Super Bowl prop bets are significant for the sports books, with many of them longshots and thus great opportunities for the books to win. The lines can be a bit skewy on them, too, which perhaps opens up some opportunities for savvy bettors. But on the whole they’re hard to read (at least for an amateur like me).
Among the items I read today was USA Today’s “19 craziest prop bets for Super Bowl XLIX.” Like a lot of folks this week, they look to Bovada -- the site we online poker players know better as the-one-that-used-to-be-Bodog -- as their source of props. Bovada has more than 500 prop bets listed, with practically every detail regarding what might happen in Arizona on Sunday covered.
These “19 craziest” ones include many with nothing to do with the actual game itself. Those include bets on Katy Perry’s wardrobe during her halftime performance as well as how many times she will be mentioned during the first half, whether or not Idina Menzel will forget a word of the national anthem, Bill Belichick’s hoodie color and type, which team owner (Robert Kraft or Paul Allen) will be shown more often during the game, the number of times Gisele Bundchen (Tom Brady’s wife) will be shown, the number of times deflated balls will be mentioned, the number of viewers, who the Super Bowl MVP will first mention after the game, whether Marshawn Lynch will grab his crotch after scoring a TD, and whether Bill Belichick will smile. Of these I most like the one about whether or not Al Michaels will make any gambling references during the telecast (i.e., to the point spread, over/under, game odds, prop bets).
Even the game-related ones have to do with extracurriculars, like the parlay pairing whether or not Punxsatawney Phil sees his showdow and the game’s outcome, or the one comparing the length of the Silva-Diaz UFC fight and LeGarrette Blount’s rushing attempts. In fact among these “crazy” bets are only four football-only ones -- whether or not Tom Brady will throw a TD or interception first, whether or not one of the kickers will win MVP, which Seattle player will catch their first pass, and how many field goals Seattle will make.
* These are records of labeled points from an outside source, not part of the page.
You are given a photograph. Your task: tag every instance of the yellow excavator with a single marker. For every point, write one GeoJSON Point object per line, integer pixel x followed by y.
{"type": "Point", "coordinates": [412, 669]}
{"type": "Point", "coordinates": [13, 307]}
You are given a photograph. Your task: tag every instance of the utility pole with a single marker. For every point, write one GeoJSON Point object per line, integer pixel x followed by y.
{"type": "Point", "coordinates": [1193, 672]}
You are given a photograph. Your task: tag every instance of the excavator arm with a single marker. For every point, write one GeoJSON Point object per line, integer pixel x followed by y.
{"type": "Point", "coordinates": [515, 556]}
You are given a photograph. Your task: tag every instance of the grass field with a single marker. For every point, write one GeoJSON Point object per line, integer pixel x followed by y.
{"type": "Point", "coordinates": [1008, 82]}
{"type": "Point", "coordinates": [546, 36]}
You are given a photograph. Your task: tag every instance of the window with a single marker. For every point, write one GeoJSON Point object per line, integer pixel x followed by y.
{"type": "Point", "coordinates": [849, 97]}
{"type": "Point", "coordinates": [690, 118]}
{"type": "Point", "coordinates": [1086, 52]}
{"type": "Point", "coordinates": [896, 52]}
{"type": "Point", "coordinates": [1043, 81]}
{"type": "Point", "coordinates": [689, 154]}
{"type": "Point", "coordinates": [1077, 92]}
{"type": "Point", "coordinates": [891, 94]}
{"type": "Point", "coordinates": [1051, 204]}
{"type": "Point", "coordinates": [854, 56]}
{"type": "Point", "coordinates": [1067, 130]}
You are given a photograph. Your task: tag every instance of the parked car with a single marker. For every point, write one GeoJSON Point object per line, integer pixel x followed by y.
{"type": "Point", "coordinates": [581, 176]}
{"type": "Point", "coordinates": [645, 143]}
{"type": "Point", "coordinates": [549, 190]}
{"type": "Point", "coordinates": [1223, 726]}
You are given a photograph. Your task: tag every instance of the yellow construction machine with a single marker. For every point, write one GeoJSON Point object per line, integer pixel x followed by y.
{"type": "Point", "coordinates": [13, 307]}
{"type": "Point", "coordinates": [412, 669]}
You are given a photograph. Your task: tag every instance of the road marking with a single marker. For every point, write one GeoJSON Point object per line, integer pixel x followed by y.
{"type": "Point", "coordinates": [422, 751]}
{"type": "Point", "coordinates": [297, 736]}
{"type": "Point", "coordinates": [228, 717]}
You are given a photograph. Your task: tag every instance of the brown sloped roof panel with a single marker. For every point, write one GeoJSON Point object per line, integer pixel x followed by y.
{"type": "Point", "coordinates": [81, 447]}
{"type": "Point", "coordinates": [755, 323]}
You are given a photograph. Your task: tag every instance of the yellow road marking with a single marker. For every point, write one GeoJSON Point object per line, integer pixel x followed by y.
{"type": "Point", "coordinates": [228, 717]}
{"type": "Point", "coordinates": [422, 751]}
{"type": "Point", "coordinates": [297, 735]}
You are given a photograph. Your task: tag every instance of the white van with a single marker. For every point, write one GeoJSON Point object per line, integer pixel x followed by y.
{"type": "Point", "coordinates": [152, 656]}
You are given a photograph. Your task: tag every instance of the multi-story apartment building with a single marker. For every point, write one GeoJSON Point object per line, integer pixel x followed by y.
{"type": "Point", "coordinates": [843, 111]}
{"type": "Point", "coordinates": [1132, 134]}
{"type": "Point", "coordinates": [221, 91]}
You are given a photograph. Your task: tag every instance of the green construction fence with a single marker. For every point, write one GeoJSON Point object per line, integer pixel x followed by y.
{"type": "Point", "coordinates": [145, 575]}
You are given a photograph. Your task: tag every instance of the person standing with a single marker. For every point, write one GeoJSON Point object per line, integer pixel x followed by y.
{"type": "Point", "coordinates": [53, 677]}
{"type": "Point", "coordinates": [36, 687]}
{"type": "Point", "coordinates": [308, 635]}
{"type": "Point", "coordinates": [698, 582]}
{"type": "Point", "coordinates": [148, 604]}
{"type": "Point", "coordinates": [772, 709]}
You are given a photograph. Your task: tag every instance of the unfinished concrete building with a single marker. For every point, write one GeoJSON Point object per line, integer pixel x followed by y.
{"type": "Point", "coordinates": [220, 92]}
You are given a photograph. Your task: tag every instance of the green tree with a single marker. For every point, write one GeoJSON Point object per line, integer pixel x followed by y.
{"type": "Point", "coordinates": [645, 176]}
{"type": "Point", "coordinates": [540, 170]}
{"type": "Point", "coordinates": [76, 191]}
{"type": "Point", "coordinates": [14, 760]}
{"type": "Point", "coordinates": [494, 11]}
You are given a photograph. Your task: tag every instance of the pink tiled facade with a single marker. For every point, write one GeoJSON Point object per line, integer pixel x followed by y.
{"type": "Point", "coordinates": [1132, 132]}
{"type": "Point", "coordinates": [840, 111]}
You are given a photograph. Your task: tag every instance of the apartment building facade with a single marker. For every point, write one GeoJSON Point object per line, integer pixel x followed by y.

Every one of these feels like a sucker bet, as do many of the other props even if one might legitimately have an edge betting a particular side of them. Heck even the game itself -- which Rich tells me the Football Outsiders guys are describing as historically remarkable in terms of how mathematically even the two teams are talent-wise -- feels especially hard to predict.
Who do you think will win on Sunday? Other than the sports books, that is.